Junta Myanmar Klaim Demonstran yang Dibunuh Pasukannya 248 Orang, Beda dengan Catatan AAPP 614 Orang
Junta Myanmar mengkalim demonstran yang dibunuh pasukannya ada 248 orang, angka kematian itu berbeda dengan laporan AAPP yang mencatat 614 kematian.
Penulis: Rica Agustina
Editor: Tiara Shelavie
Adapun penyitaan tersebut dilakukan karena TV satelit dianggap telah digunakan demonstran untuk mengakses siaran berita internasional.
Sementara itu, sejak kudeta, semua surat kabar harian swasta telah berhenti terbit dan situs berita onlinenya diawasi secara ketat oleh junta.
Lima media berita independen populer di 'negeri seribu pagoda' itu dicabut izin operasinya pada awal Maret, dan diminta berhenti menerbitkan atau menyirakan informasi di semua platform.
Akan tetapi sebagian besar media berita tersebut menentang perintah junta.
Tak hanya itu, sekira 30 jurnalis telah ditangkap sejak kudeta dan hingga kini masih ditahan.

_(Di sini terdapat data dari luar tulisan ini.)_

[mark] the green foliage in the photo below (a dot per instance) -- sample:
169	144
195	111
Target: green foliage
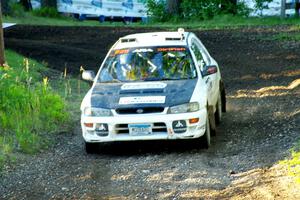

Setengah dari mereka didakwa melanggar undang-undang yang mencakup peredaran informasi yang dapat merugikan keamanan nasional atau mengganggu ketertiban umum.
Ancaman hukuman yang dikenakan untuk pelanggar undang-undang itu yakni tiga tahun penjara.
Menindaklanjuti penahanan itu, Komite untuk Melindungi Jurnalis yang berbasis di New York menyerukan pembebasan segera dan tanpa syarat dari semua jurnalis yang ditahan setelah penangguhan demokrasi pada 1 Februari dan penerapan aturan darurat.
Kelompok tersebut mengatakan bahwa sejak pengambilalihan militer, kondisi kebebasan pers dengan cepat dan drastis memburuk di Myanmar.
"Laporan berita menunjukkan jurnalis telah dipukuli, ditembak dan terluka oleh peluru tajam dan secara sewenang-wenang ditangkap dan didakwa oleh pasukan keamanan sambil hanya melakukan tugas mereka untuk meliput demonstrasi dan tindakan keras pembalasan rezim Anda," tulis kelompok itu dalam sebuah pernyataan.